RAPAPORT… Industry leaders in India have published draft rules aimed at stopping members from selling diamonds with false grading reports.
The new Diamond Charter calls for tight measures to prevent the misuse of certificates. It also requires companies to take action to stem the circulation of grading reports that are not attached to a stone.
The document, which the Gem & Jewellery Export Promotion Council (GJEPC) posted on its website last week, mandates ethical conduct and grants powers to punish those who misbehave. It is currently at the consultation stage, and could go into effect next month, GJEPC executive director Sabyasachi Ray told Rapaport News Monday.
The draft calls for participation by the Bharat Diamond Bourse (BDB), the Surat Diamond Bourse (SDB) and the Mumbai Diamond Merchants’ Association (MDMA), as well as the Gemological Institute of America (GIA), the International Gemological Institute (IGI), HRD Antwerp, Gemological Science International (GSI) and the Gemmological Institute of India (GII). Those organizations will also set up a committee to enforce the rules among members, it says.

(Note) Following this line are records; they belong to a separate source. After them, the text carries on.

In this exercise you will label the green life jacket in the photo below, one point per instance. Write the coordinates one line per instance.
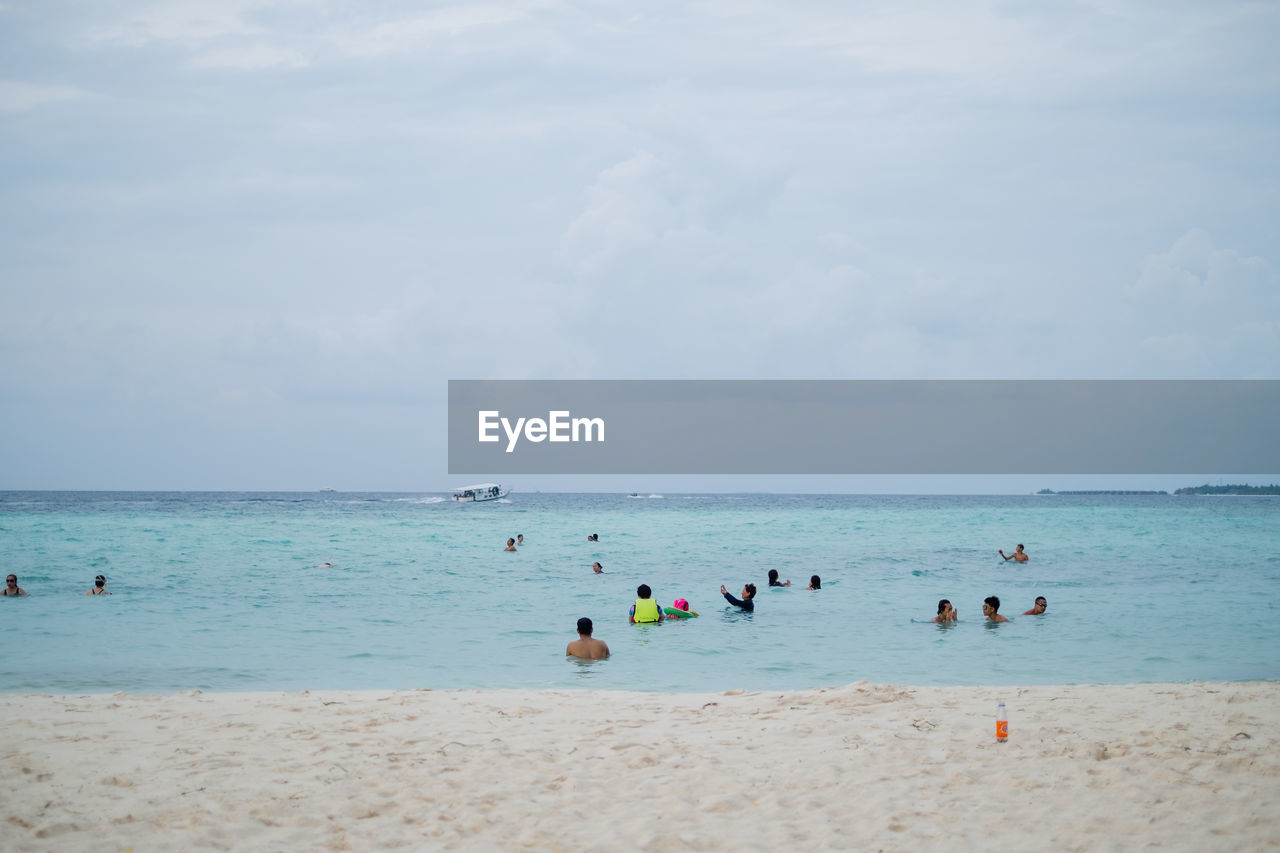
(647, 611)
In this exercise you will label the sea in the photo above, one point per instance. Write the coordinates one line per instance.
(389, 591)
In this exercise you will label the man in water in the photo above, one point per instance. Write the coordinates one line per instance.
(748, 601)
(645, 610)
(991, 610)
(586, 646)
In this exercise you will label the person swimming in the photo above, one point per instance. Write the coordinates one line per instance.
(946, 612)
(1018, 555)
(746, 602)
(645, 610)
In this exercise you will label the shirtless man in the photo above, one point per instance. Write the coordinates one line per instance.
(991, 610)
(1019, 555)
(586, 646)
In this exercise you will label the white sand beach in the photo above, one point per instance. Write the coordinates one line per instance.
(864, 766)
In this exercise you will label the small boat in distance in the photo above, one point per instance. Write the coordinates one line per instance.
(480, 492)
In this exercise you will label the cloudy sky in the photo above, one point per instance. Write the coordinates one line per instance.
(245, 243)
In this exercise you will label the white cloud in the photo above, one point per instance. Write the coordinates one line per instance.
(255, 56)
(18, 97)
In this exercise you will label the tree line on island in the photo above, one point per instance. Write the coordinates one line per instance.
(1230, 488)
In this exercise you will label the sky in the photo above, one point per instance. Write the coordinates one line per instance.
(245, 245)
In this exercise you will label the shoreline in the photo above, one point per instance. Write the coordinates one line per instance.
(1183, 765)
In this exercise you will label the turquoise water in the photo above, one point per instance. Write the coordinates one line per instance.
(225, 591)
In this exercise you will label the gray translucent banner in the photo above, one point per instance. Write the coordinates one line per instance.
(864, 427)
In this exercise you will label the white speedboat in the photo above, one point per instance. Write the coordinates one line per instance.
(480, 492)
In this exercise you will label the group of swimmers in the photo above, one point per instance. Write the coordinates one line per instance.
(12, 588)
(645, 610)
(990, 610)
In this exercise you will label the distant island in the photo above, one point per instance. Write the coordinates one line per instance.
(1192, 489)
(1230, 489)
(1101, 492)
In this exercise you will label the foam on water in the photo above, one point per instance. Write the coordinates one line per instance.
(229, 591)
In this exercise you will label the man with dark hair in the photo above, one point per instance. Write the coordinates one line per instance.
(991, 610)
(748, 601)
(645, 610)
(586, 646)
(1018, 555)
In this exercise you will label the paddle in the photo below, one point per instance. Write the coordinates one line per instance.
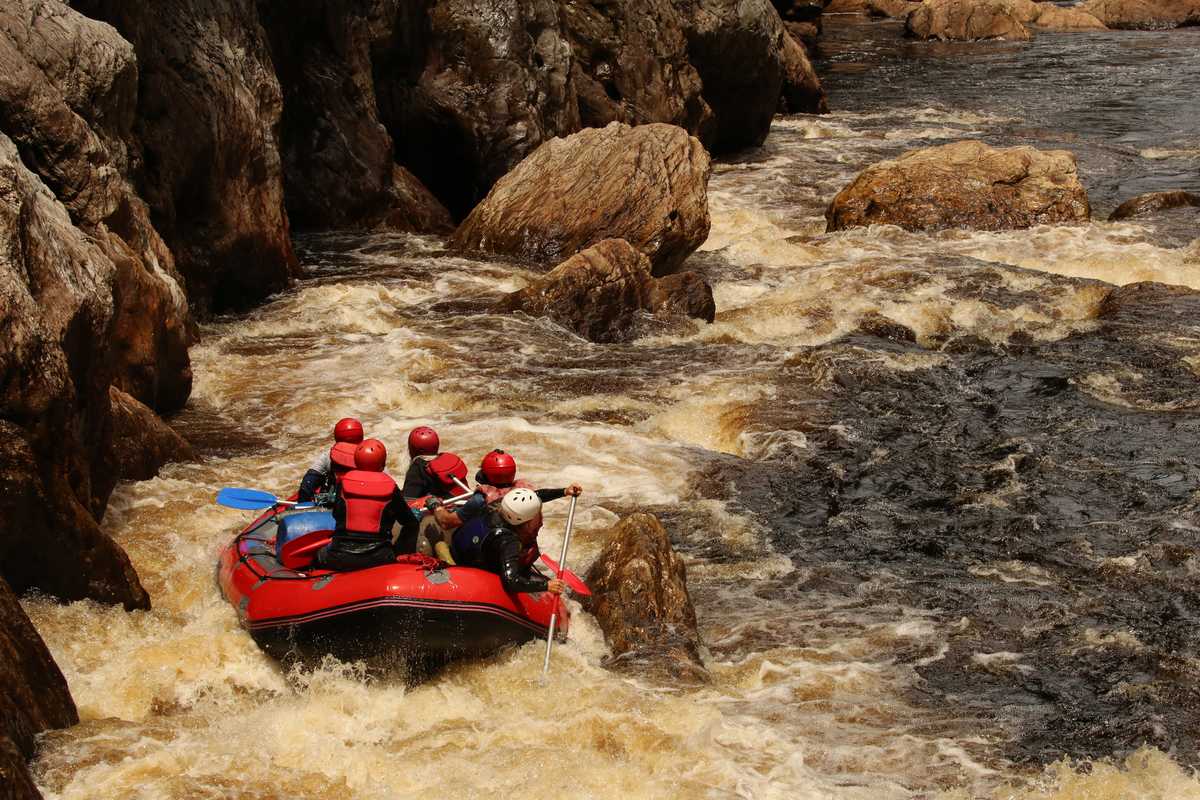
(553, 615)
(571, 579)
(253, 500)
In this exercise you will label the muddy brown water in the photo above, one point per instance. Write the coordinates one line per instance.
(963, 565)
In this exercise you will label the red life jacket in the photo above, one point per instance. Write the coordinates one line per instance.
(366, 495)
(341, 458)
(495, 494)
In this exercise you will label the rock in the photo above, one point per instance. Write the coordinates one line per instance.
(892, 8)
(1059, 18)
(142, 443)
(1155, 202)
(1143, 14)
(207, 124)
(640, 597)
(646, 185)
(600, 293)
(339, 160)
(964, 185)
(467, 95)
(39, 80)
(34, 696)
(55, 370)
(969, 19)
(631, 65)
(737, 46)
(802, 92)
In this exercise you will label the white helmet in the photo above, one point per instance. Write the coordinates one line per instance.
(520, 506)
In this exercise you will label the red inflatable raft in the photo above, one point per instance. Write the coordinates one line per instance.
(415, 613)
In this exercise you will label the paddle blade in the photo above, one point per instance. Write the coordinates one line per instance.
(568, 577)
(246, 499)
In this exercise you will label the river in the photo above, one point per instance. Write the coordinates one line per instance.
(954, 566)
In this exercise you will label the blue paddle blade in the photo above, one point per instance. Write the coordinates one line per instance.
(246, 499)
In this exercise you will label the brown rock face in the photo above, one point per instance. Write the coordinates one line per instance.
(802, 92)
(34, 696)
(640, 597)
(969, 19)
(964, 185)
(1057, 18)
(1144, 14)
(339, 161)
(142, 443)
(601, 292)
(646, 185)
(207, 125)
(1155, 202)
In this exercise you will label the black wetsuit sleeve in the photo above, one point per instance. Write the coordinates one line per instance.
(309, 485)
(502, 552)
(417, 481)
(546, 495)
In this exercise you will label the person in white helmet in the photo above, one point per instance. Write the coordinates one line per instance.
(504, 541)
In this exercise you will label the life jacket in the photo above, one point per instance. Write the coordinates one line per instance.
(341, 459)
(444, 469)
(366, 495)
(495, 493)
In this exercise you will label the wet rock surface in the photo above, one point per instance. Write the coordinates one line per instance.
(969, 19)
(640, 597)
(601, 293)
(646, 185)
(964, 185)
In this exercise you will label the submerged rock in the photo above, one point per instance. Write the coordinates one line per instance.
(34, 697)
(970, 19)
(964, 185)
(640, 597)
(1143, 14)
(1153, 202)
(646, 185)
(601, 292)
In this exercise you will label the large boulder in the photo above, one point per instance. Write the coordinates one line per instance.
(339, 160)
(1144, 14)
(640, 597)
(970, 19)
(1153, 202)
(207, 130)
(802, 91)
(964, 185)
(647, 185)
(34, 697)
(631, 65)
(737, 46)
(467, 95)
(601, 293)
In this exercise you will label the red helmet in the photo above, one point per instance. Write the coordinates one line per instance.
(499, 468)
(424, 441)
(348, 429)
(371, 456)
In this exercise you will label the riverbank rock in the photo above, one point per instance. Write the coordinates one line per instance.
(1153, 202)
(1059, 18)
(640, 597)
(802, 91)
(339, 158)
(601, 292)
(647, 185)
(964, 185)
(207, 126)
(1143, 14)
(969, 19)
(34, 697)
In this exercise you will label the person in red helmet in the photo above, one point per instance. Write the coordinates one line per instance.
(331, 464)
(423, 447)
(367, 505)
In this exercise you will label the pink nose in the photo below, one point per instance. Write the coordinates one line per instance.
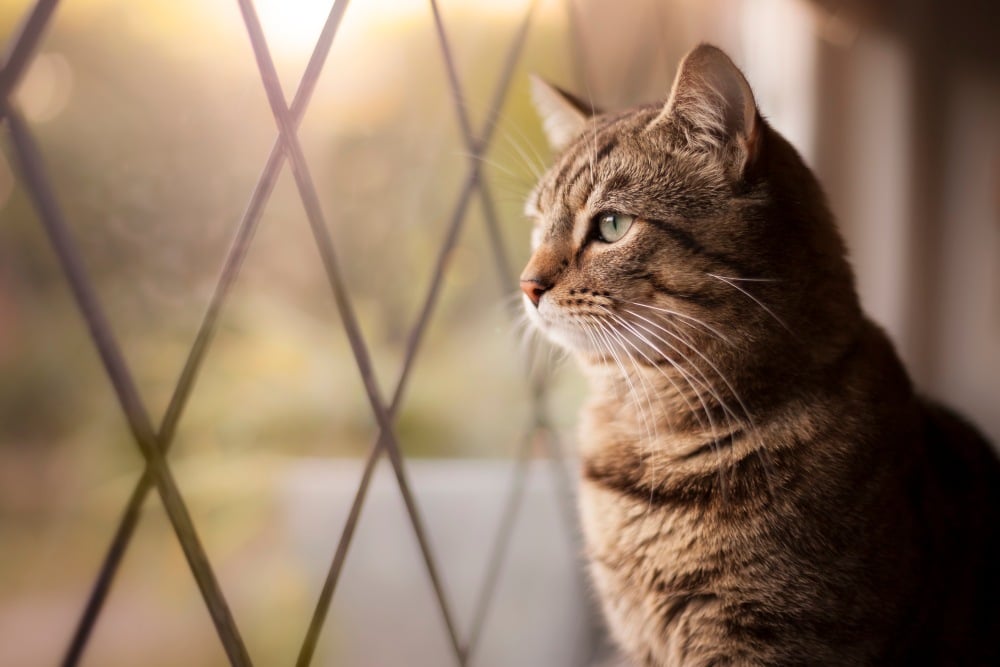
(533, 290)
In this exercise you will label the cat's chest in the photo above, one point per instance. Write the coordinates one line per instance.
(657, 576)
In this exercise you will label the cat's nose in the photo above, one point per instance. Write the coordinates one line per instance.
(534, 290)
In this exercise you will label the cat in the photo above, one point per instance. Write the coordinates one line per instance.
(761, 485)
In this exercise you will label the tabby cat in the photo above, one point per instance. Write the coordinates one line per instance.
(760, 483)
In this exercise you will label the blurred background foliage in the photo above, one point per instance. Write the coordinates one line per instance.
(154, 128)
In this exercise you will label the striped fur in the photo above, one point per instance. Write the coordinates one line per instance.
(760, 483)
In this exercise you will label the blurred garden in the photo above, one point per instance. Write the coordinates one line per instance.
(154, 127)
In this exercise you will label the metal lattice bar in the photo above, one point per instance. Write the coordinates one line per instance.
(472, 183)
(23, 47)
(310, 200)
(230, 270)
(30, 164)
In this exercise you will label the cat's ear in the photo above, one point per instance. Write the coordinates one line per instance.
(714, 101)
(563, 115)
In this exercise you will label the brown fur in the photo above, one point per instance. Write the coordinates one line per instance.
(761, 485)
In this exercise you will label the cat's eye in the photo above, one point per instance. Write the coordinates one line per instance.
(612, 226)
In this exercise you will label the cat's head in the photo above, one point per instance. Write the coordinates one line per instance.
(681, 230)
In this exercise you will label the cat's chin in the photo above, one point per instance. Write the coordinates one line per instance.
(562, 334)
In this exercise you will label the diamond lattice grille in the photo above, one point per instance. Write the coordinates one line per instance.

The move follows increased demand for grading and a string of fraud cases involving natural stones carrying reports pertaining to lower-quality or synthetic goods.
“[Since] lab-grown diamonds came into the market, above [0.30 carats], no natural diamond is sold without a certification,” Ray explained. “This [underpins] the value of the diamond.”
The rules require grading institutions to give each diamond a unique identification number and a corresponding laser inscription when they receive it for certification, and to keep an accessible online archive of reports. They also compel labs to offer free verification services at major trading centers and maintain records of know-your-customer (KYC) documents.
Meanwhile, bourses must remind their members that trading of a certificate without the sale of a diamond is illegal, according to the charter.
The guidelines also govern what happens if a seller has multiple grading reports from different labs for the same stone and only wishes to give the buyer one of them. In this case, the seller should return the remaining certificates to the lab or destroy them within 30 days so misuse of the document is impossible, the charter continues.
It also calls on diamond buyers to verify the certificate’s authenticity using the relevant lab’s online database.
The boards of the BDB and the GJEPC have approved the charter, with members of exchanges and the general public now able to comment on the draft before November 16, Ray said. Depending on feedback, implementation could happen by December 1, he added.
“Our understanding is that the charter is in draft; we look forward to learning more about it,” a GIA spokesperson said. “For many years, GIA has supported the efforts of trade bodies, including the GJEPC, in addressing issues of importance to the trade and to advance consumer protections.”
While grading fraud has been an issue for years, the phenomenon has become especially common since the rise of lab-grown diamonds.
In August, police in India discovered a scam in which people had sold low-quality diamonds bearing counterfeit certificates, a number of them involving forged GIA report numbers. Some of the stones were lab-grown but carried natural-diamond reports.
In May, the GIA reported a rise in submissions of lab-grown diamonds with counterfeit inscriptions.
Clarification, November 9, 2021: This article has been updated to clarify that not all the named organizations have signed up to the charter, which is still in a draft stage. A quote from the GIA has also been added.